Picking up on statistical regularities over time is an important prerequisite for language acquisition. For example, learning the transitional probabilities between syllables provides important scaffolding for segmenting the ongoing speech stream into component words – something that is not possible based on auditory information alone. A recent study by Kikuchi and colleagues examined the electrophysiological neural responses to confirmations and violations of an artificial grammar’s rules, but did so in an especially ambitious way – by comparing invasive recordings from human and monkey auditory cortex.
Both species were exposed to an artificial grammar (sequences of CVC nonsense words concatenated in rule-based ways) for 30 minutes, and then neural recordings were made during listening to sequences in which the context led to a specific nonsense word being consistent with or violating the grammatical structure. In response to all nonsense words, both species showed phase consistency in the theta frequency band (~4–8 Hz) as well as power modulations in the gamma band (>~50 Hz). In addition, significant phase–amplitude coupling was found between the theta and gamma bands in response to nonsense words. The more interesting question then, is what happens in response to confirmations versus violations of the artificial grammar rules?
In both species, phase–amplitude coupling was modulated by both confirmations and violations of the artificial grammar rules. Some neurons liked confirmations, some liked violations, and some liked both. In a classical statistical testing world, averaging over recording sites, this would very much be a null effect. Of course, that’s not how neural population coding goes, so we can imagine that looking at the activity pattern over the population of neurons may have provided more information about whether grammar was being respected, but this type of analysis was not performed. Instead, an analysis is presented which suggests that the latencies of the different neural effects in monkeys at least were different, such that phase–amplitude coupling effects and changes in single-unit activity occurred earlier in time than gamma-power modulations. Keep in mind that these are the latencies of the statistical effects, and not necessarily when the real action starts happening (just when the action crosses a significance threshold). There were no attempts to relate the effects to each other in a more fine-grained way, to learn for example whether single-trial phase–amplitude-coupling modulations might predict subsequent power modulations on the same trial.

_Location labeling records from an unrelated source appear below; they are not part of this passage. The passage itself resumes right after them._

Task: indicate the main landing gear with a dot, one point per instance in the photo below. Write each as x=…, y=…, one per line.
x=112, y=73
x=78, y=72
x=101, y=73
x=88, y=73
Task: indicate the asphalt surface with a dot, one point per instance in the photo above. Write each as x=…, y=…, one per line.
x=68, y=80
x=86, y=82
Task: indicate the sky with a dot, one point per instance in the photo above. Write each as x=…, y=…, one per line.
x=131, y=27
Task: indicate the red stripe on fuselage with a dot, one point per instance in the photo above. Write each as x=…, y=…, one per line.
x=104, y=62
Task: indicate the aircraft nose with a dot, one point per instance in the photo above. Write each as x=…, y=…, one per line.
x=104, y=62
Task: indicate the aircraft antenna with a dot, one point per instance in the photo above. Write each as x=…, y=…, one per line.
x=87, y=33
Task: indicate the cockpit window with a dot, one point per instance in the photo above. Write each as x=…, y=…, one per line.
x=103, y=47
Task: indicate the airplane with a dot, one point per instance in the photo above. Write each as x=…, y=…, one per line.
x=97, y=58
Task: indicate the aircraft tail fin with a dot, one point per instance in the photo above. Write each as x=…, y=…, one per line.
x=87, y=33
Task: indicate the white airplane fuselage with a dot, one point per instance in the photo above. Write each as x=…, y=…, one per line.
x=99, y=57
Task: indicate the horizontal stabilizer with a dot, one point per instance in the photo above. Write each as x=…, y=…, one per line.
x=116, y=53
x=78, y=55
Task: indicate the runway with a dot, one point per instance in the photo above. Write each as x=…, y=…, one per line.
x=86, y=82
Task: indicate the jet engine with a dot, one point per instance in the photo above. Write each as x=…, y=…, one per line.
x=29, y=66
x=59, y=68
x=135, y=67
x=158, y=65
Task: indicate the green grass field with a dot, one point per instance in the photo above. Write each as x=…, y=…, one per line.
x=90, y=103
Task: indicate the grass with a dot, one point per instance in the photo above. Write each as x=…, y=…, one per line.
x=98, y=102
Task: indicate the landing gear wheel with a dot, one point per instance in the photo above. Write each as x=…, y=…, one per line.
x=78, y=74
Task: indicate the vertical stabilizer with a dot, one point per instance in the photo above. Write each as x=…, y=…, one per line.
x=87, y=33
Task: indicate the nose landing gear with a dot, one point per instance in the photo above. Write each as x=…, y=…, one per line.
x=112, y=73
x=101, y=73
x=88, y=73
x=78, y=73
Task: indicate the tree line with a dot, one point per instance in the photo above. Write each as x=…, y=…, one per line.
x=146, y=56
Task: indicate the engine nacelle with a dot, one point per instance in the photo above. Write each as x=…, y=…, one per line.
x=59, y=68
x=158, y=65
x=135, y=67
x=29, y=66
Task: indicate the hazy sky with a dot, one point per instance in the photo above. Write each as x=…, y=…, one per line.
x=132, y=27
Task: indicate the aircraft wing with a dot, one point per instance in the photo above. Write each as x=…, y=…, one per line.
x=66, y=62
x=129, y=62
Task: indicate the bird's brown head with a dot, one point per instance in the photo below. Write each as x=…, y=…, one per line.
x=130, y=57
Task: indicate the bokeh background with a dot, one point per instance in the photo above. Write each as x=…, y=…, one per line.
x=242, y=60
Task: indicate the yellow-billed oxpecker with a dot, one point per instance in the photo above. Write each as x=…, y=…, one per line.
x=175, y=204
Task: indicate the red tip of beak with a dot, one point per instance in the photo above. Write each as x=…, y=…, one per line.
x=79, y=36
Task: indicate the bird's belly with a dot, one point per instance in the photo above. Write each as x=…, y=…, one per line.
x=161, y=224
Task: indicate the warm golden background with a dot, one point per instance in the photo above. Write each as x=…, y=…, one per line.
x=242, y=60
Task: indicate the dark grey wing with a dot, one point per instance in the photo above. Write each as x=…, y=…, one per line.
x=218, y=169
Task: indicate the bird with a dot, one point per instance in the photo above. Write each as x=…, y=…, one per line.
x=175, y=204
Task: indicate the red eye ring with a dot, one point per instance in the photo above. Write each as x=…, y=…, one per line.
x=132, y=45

So, I’ll ask, as the authors ask, what does it all mean? There were no species differences whatsoever, at least in as far as what the current techniques and measures could tell. What does that imply for the relationship between neural “oscillations” (here, theta–gamma coupling specifically) and speech segmentation / perception? That is, can a neural response that is conserved across species do something special for humans that it doesn’t do for other species that don’t use language in the way we typically think of language being used? I’d say, “sure”. For one, the study tested responses to learned statistical regularities in the transitions between complex sounds, something some species of non-human animals seem quite able to do (see also a recent demonstration that monkey auditory cortex neural activity synchronizes with the slow rhythms of speech). On top of that, to cite something Anne-Lise Giraud said at a “Neural Oscillations in Speech and Language Processing” workshop I just attended, one of the really appealing things about neural oscillations is exactly that they are evolutionarily conserved, but still DO seem to have been coopted to do something special for humans.
To sum up, despite my superficial grumpiness about the paper’s shortcomings, I do think the approach is 100% commendable, and one way forward for learning about speech and language processing. Species comparisons are hard, especially with invasive recordings even for humans(!). But having the opportunity to directly compare humans to other species and to use carefully matched stimuli, pipelines, and maybe even tasks has the potential to tell us a lot about the human capacity to learn and communicate via spoken language.